5 top secrets pour se supporter en fourgon

1. Ne pas se croiser avant d’aller chercher quelque objet que ce soit, à l’arrière du fourgon, bien s’assurer que la voie est libre afin de ne pas se retrouver coincé entre les cloisons.
2. L’un fait la cuisine et la vaisselle pendant que l’autre bouquine. Le seul endroit où la seconde personne ne gêne en rien la première est la place du conducteur. Donc, Anne cuisine et fait la vaisselle pendant que je bouquine.

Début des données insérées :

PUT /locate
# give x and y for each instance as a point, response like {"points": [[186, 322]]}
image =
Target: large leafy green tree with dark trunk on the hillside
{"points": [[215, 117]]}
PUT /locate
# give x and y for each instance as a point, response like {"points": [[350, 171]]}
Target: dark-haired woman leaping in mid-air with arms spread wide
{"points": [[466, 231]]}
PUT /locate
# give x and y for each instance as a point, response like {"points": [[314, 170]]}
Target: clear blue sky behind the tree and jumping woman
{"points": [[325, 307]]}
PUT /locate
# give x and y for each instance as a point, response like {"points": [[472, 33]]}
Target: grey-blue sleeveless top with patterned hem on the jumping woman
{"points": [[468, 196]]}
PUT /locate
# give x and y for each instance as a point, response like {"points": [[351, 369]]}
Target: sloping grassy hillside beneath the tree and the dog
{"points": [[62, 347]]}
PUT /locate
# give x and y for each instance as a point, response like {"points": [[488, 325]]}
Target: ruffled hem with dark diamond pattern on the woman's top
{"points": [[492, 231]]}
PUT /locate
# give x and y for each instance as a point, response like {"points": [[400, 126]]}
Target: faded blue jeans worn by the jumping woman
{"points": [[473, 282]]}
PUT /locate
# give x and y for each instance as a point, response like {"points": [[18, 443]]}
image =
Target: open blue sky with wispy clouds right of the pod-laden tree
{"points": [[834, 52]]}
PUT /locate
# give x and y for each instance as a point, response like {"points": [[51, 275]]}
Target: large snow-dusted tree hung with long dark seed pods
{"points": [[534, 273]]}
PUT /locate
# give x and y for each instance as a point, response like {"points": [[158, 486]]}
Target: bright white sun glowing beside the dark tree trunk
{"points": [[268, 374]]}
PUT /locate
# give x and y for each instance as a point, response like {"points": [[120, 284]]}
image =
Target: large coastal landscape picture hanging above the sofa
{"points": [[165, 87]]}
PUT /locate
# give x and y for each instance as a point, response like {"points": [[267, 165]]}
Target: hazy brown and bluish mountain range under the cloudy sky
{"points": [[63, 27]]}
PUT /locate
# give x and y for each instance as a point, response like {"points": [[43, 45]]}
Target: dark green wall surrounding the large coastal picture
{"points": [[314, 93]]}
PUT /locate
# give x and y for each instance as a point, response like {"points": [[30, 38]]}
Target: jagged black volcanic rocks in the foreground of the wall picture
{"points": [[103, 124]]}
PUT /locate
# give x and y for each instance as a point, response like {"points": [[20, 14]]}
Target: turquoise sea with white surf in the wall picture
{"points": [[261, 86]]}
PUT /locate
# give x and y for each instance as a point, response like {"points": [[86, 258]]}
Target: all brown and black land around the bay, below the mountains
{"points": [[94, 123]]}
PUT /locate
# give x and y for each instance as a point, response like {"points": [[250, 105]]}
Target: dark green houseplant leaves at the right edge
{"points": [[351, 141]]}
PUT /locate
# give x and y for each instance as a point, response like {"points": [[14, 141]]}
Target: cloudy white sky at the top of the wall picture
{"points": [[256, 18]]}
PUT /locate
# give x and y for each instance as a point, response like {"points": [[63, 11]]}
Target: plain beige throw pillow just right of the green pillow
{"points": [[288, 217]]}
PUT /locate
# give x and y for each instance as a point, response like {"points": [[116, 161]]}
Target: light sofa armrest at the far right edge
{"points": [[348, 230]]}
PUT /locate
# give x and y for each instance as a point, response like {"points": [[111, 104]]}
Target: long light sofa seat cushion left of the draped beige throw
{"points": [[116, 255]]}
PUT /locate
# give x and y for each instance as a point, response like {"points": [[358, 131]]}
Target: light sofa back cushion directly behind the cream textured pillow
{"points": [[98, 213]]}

3. Prendre la douche l’un après l’autre, même en cas de vouloir se laver le dos réciproquement. L’espace douche est beaucoup trop réduit pour que vous puissiez laver le dos de votre partenaire, sauf en cas d’urgence absolue, auquel cas il convient de voir votre partenaire se mettre debout sur la cuvette des w.c. en courbant fortement la tête.
4. Ne pas inviter les voisins de camping-car à l’apéro par temps de pluie. Si vous avez invité les dix camping-cars voisins à venir prendre l’apéro chez vous et qu’il se met à pleuvoir, décommandez impérativement !
5. Ne pas se coucher le premier si vous dormez côté couloir. À moins que vous n’aimiez voir votre partenaire vous labourer les côtes de ses genoux en passant par-dessus vous lorsqu’elle va vouloir se coucher.